TomAugspurger · 2018-02-22T11:47:16Z

We're adding an ABCExtensionArray and `EA._type` with the value 'extension' in #19520. SparseArray being _array isn't the perfect name, but I don't think that matters, do you? The more important name is the ABC.

…

On Wed, Feb 21, 2018 at 11:37 PM, jbrockmendel ***@***.***> wrote: Should these have a _typ attribute? If so, should SparseArray._typ be changed from "array" to something more specific? — You are receiving this because you authored the thread. Reply to this email directly, view it on GitHub <#19696 (comment)>, or mute the thread <https://github.com/notifications/unsubscribe-auth/ABQHIkHC59w-YBE7ATTy1l6gtL-GgsSgks5tXP0MgaJpZM4SFUFN> .

TomAugspurger · 2018-02-23T12:29:47Z

Quick status update. The two big ones are in, and now work can mostly proceed in parallel (aside from #19863 which a couple of my followups depend on).

I'm currently rebasing all my branches on master and will make PRs today.

I'll also go through all the TODOs we've added an make issues / checkboxes for those.

If anyone is interested in working on these, PeriodArray will likely be the most sizable PR that I don't really have a start on, aside from a now out of date branch.

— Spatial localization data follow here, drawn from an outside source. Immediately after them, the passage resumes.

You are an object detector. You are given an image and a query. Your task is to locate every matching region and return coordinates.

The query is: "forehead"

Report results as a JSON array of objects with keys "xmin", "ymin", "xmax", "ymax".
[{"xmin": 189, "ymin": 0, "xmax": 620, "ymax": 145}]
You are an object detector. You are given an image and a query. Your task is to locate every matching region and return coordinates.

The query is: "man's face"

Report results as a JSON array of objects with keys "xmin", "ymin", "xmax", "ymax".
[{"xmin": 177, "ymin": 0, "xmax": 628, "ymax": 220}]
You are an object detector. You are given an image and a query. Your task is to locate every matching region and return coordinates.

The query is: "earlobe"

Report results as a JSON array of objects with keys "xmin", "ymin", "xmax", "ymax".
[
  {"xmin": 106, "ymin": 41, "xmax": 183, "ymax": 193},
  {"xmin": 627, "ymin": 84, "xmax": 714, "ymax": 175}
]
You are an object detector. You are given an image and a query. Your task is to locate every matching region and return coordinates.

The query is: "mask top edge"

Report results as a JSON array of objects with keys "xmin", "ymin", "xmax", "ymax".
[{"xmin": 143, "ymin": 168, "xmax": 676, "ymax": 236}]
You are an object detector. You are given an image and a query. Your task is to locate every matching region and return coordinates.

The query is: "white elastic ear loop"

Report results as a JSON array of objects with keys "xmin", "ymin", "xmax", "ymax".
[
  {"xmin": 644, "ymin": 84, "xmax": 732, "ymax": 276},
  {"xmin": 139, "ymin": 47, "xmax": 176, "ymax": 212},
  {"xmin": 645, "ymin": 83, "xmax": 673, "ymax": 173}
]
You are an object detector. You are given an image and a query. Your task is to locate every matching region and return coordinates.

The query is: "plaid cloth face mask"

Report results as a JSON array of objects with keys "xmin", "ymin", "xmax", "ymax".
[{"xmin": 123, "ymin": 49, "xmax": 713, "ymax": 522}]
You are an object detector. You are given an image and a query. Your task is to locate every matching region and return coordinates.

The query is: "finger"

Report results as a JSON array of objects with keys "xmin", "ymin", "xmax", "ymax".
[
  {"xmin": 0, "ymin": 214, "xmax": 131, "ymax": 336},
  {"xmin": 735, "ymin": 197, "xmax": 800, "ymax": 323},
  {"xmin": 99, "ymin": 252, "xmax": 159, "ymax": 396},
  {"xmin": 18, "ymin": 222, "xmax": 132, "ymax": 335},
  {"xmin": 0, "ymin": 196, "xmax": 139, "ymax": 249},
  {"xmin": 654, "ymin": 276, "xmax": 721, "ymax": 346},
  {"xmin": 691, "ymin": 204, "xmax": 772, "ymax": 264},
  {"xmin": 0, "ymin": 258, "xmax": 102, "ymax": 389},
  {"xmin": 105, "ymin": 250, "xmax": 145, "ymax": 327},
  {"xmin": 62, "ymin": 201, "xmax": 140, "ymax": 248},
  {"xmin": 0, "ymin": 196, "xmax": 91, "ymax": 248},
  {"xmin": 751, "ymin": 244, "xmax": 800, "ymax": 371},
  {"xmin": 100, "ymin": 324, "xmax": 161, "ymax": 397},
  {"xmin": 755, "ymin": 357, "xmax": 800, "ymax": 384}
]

jbrockmendel · 2018-02-23T15:44:47Z

re PeriodArray, were in spitting distance of being ready to refactor arith/cmp methods out from DatetimeIndexOpsMixin/DatetimeIndexTimedeltaIndex/PeriodIndex. If you can wait for #19847, #19835, and #19800, I can get the ball rolling and save you some work.

jbrockmendel · 2018-03-18T17:05:48Z

Refactor arithmetic methods from DatetimeIndexOpsMixin/DatetimeIndex/TimedeltaIndex/PeriodIndex into array classes (ENH: implement DatetimeLikeArray #19902)
Refactor comparison methods from DTI/TDI/PI into array classes

TomAugspurger · 2018-03-20T21:48:59Z

Porting from #19902 (comment)

When do we want to call it and release 0.23? I can get __setitem__ finished up tonight or tomorrow. Groupby is I think close to being done (we have the API issue for argsort and a similar one for factorize. Actually supporting groupby doesn't seem difficult). Once those are done, I would call the interface sufficiently complete (aside perhaps from support for arithmetic ops, which I haven't really looked into. I'm not sure how difficult that will be, but I imagine it'll be some effort).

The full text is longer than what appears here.